The time has come for the Lord to give His people instructions on how to live. The Ten Commandments and the other instructions that follow are a model for a successful society. Fairness, living in peace with your family and neighbors, and yielding to a higher power are themes that dominate mankind’s successful social experiments. God is teaching His people how He wants them to treat strangers, each other, and most importantly, Him.

The Ten Commandments, to a degree, are familiar to everyone. The guidance within them seems intrinsic now, since many of them have become bellwethers whose existence indicate the proliferation of a successful social structure. But at the time, this was all new information to the children of Israel. Most of the themes in the Ten Commandments would not have been a surprise. As we read through them, let’s pick out some of the overriding themes and guidance:

  • God is to be the number one deity and authority figure in their lives and His name is sacred
    • Man is to worship God, not the things that God created
    • Those who love God and keep His commandments will receive mercy
    • Those who hate Him will receive consequences across generations
  • Man was created in God’s image – thus will his work mimic God’s work and he will maintain the seventh day of the week as a day of rest and dedication to the Lord
  • Respect for life and property
    • Protecting the authoritative structure and love in a family is vital
    • Theft and covetousness are not tolerated
  • Honesty
    • Honest with yourself to appreciate what God has given you and not to desire what others have
    • Honesty in speech and deed

These rules, while simple, are far-reaching with many implications. The commandments are intentionally broad, which increases their application in both public and personal life. They are meant to keep the people respectful and fearful of God, but also respectful and kind towards one another. The boundaries of important relationships are drawn and specified, and again we can take a moment to marvel at these simple phrases that have deep and broad implications. For example, think of the infinite number of ways we are called upon to honor our father and mother. This is true from near infancy until the time of their death and even beyond as we honor our parents’ memories. Honoring father and mother is something that a two-year-old can learn and perform, yet must also be achieved by the unruly teenager. And when the honor is achieved, the ramifications are great in terms of example, mental health (for both parents and children), and happiness.
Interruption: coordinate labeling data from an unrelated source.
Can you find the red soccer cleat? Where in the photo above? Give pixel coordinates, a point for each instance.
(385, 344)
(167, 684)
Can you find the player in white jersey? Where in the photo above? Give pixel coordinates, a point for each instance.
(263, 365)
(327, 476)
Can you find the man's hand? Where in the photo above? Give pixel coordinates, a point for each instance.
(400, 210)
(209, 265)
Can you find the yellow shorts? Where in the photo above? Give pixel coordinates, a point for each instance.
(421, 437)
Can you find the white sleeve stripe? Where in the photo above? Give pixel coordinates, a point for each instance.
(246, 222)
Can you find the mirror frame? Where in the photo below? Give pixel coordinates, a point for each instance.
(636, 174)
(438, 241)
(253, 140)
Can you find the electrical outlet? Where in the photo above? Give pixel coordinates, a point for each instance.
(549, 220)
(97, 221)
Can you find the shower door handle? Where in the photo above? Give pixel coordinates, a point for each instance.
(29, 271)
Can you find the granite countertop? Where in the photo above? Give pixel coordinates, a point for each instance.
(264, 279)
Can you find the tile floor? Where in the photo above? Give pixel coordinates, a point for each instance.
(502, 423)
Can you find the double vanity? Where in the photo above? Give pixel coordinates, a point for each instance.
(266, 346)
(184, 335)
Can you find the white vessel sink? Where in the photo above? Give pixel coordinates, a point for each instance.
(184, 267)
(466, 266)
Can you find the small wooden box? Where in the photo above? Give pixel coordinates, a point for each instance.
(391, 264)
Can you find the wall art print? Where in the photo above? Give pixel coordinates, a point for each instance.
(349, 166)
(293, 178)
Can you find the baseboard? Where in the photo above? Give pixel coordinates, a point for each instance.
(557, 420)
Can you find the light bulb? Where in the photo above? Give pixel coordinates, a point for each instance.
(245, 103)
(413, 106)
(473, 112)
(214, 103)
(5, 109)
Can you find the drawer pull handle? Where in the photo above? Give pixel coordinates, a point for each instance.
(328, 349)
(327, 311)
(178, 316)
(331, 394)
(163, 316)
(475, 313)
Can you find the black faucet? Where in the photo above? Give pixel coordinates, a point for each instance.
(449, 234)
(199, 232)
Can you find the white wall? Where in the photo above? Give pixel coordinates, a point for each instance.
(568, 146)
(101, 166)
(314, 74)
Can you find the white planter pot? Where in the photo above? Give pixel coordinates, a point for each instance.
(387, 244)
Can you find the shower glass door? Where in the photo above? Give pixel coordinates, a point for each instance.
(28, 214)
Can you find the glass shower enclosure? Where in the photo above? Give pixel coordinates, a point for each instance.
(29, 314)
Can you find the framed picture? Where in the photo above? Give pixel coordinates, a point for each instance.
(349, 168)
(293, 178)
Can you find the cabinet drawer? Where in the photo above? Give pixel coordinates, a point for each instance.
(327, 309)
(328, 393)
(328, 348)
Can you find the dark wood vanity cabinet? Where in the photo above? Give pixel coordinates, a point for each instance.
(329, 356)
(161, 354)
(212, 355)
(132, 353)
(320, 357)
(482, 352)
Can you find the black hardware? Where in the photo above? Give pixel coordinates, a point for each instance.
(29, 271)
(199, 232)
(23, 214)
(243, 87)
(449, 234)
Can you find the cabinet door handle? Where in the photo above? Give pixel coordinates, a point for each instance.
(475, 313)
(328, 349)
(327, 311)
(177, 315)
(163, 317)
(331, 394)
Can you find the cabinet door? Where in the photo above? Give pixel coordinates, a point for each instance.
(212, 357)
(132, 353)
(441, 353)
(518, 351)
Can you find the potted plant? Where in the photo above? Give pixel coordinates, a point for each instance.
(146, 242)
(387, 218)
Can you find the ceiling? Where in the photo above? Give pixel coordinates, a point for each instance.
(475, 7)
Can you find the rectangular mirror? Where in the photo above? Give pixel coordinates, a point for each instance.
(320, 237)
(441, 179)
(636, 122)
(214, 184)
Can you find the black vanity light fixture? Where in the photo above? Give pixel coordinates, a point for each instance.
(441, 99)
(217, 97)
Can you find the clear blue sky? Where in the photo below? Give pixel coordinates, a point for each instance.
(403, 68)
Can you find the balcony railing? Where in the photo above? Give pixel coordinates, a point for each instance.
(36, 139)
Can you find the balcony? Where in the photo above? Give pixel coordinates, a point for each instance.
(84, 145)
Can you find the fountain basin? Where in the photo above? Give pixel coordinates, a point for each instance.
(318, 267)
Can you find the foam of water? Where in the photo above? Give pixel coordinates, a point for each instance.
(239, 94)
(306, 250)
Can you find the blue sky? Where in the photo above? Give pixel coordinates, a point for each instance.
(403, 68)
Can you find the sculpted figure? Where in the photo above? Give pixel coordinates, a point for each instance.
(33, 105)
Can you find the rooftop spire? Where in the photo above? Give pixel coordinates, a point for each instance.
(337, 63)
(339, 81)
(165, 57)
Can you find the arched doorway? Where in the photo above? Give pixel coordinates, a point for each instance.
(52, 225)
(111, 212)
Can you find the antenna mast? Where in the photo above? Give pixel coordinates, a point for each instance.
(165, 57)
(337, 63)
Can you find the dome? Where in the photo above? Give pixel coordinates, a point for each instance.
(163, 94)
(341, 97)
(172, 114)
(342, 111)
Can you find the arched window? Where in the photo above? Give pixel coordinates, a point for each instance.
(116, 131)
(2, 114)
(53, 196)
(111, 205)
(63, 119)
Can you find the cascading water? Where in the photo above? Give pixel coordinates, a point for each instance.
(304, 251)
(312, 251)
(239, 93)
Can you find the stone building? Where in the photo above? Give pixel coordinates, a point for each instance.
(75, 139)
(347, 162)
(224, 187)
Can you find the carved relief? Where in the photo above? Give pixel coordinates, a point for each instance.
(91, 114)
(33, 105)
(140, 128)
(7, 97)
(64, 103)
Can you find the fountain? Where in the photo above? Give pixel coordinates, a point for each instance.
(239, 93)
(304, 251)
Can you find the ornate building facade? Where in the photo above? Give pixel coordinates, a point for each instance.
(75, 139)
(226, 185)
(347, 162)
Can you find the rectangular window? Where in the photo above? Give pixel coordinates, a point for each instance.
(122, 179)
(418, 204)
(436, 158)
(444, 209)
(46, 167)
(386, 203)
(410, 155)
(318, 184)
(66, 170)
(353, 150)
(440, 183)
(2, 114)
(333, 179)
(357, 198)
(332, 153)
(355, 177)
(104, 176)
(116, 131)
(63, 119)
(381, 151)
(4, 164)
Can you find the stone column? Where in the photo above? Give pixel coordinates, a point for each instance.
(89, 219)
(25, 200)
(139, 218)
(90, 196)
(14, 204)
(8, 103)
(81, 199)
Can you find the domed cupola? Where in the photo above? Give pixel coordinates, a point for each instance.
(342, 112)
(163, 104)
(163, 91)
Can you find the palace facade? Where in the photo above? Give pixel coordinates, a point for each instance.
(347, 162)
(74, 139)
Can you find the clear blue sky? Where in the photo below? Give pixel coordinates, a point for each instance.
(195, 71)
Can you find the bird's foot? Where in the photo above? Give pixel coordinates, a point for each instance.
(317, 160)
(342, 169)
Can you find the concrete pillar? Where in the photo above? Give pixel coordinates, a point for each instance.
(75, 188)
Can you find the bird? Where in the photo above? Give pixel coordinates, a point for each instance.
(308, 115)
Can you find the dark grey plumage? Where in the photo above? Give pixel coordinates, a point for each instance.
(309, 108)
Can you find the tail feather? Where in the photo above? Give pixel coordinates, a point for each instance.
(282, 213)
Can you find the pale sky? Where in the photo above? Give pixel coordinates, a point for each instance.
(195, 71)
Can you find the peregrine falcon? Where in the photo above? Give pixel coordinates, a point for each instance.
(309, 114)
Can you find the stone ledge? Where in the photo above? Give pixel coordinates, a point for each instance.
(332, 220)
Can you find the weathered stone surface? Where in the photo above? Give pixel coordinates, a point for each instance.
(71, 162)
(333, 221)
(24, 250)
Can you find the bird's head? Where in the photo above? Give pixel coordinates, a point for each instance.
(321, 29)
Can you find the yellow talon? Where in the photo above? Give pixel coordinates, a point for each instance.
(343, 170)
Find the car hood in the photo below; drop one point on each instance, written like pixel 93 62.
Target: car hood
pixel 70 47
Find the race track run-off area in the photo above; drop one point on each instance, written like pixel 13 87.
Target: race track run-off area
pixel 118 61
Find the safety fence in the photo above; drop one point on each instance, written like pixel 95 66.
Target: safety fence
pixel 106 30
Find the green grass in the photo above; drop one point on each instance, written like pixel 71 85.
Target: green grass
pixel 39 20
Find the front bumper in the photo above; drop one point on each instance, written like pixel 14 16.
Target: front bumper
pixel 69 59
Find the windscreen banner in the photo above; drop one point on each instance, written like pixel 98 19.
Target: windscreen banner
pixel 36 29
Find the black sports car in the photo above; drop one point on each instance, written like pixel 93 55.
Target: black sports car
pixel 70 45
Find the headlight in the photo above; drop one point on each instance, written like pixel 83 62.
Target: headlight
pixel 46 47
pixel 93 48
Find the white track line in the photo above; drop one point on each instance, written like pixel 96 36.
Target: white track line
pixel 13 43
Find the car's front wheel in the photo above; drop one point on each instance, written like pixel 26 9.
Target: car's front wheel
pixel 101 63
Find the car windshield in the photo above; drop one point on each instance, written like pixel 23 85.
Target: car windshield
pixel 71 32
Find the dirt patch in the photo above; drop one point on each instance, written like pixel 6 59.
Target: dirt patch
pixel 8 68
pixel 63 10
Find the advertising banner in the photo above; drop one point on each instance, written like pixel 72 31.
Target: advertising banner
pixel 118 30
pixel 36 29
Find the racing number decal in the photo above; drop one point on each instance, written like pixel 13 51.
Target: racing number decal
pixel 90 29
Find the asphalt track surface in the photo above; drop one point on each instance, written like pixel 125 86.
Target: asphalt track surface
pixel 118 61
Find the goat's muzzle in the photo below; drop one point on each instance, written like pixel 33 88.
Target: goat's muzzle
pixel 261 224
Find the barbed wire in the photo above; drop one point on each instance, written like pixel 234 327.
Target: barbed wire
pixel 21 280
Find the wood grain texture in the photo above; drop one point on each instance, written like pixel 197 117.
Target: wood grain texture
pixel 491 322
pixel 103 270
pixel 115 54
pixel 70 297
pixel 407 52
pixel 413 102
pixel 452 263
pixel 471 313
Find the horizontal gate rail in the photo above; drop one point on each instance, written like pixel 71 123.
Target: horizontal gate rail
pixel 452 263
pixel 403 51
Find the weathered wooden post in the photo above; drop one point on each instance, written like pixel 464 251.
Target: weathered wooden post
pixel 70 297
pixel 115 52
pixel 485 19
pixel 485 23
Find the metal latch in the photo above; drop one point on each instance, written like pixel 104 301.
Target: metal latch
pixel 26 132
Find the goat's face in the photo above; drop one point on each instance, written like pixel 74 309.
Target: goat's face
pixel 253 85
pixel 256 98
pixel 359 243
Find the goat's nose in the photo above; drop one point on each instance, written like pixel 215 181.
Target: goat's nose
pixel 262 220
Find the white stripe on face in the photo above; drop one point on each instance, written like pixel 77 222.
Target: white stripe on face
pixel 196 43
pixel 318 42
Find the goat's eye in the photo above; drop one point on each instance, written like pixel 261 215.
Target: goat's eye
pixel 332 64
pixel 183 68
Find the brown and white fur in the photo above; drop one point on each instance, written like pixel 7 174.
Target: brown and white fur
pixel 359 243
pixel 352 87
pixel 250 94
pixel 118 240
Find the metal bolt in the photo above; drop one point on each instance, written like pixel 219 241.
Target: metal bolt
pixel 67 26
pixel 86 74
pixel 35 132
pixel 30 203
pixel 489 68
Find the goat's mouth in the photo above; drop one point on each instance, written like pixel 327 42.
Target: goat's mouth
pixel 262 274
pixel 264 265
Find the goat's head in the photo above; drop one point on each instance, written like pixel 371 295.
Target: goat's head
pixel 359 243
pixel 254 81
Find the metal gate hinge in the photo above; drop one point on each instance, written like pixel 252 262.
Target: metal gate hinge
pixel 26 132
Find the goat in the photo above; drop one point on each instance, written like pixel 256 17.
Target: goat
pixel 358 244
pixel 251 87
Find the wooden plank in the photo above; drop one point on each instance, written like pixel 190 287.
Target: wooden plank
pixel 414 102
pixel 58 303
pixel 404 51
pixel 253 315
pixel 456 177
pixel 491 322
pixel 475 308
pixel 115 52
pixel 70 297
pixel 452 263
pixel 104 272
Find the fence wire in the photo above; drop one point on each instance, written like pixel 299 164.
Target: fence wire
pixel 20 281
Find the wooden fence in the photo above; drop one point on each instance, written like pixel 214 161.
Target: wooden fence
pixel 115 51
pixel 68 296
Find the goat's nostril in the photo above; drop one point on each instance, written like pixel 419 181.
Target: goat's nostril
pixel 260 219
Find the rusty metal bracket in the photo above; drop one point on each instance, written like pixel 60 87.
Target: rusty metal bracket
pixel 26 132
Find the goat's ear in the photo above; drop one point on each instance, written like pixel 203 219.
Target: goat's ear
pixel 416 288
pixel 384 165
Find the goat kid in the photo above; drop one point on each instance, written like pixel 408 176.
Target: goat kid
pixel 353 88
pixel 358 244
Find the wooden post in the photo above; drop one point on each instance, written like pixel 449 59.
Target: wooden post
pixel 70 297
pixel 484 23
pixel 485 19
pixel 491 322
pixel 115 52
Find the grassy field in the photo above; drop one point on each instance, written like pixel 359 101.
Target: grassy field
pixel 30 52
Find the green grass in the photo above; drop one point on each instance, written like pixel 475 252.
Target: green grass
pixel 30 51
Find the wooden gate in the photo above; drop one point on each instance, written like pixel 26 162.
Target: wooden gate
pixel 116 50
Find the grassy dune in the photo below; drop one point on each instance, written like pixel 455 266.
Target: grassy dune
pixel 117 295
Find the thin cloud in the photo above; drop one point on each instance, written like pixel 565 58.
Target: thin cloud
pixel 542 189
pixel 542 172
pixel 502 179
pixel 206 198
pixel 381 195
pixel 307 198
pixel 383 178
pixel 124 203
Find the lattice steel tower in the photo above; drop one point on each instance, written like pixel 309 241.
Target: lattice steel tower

Of course we must mention that positive intent must be at play, but that is not the point. The point is that God, in His truly infinite wisdom, is not just telling His people how to live in few words, He is telling them how to thrive. Each commandment has degrees of these far-reaching implications. Not a word was wasted. Of course, as we continue into the chapters ahead, there will be many words (some argue that they are of lesser value) commanding details of life and worship whose intents are more ambiguous than those of the Ten Commandments. But, with these ten simple guidelines, God has given the people a baseline of human interaction that is simple, easy to remember, and amazingly effective.

The people are just as terrified now as they were in chapter 19 when God came down on the mountain. The nearness of His presence was a weight that they could not bear. Something about the terror of His proximity compelled them to flee and they were afraid that if God spoke to them, they would die. The text is not specific, but we can feel their terror at the Lord. His nearness must have brought a feeling, a terror, that is ineffable: ““You speak with us, and we will hear; but let not God speak with us, lest we die.” Exodus 20:19

Moses calmly explains that God is impressing them with His power, instilling fear in them intentionally so that they are aware of his unmatched mighty power that compels obedience and worship. The people, for now seemingly convinced to avoid sinning against God, remain afar off from His presence.

This chapter ends with the first explicit command to sacrifice to God on an altar. You may remember references in earlier chapters of Moses wanting to go out to build an altar to the Lord while they were in Egypt, but this is the first direct command from God where He specifies that the people sacrifice to Him on an altar. Altars of earth and stone are specified. God has already made the rocks, so there is no need for the people to use their tools to “improve” on what the Lord has already made. Burnt offerings and peace offerings are mentioned, as is the fact that the altar should be at ground level to maintain the humility and purity of the environment. The worship of Canaanite gods involved sexually perverse rituals; nothing of this sort is permitted in the holy worship of the one and true almighty God.

This initial round of instruction is a preamble to many more chapters to come specifying other laws of living, construction of the tabernacle, feasts, and the like. But for now, with these Ten Commandments, we have our inkling for God’s Old Law for mankind in the Old Testament. At the time, though, these laws were anything but old.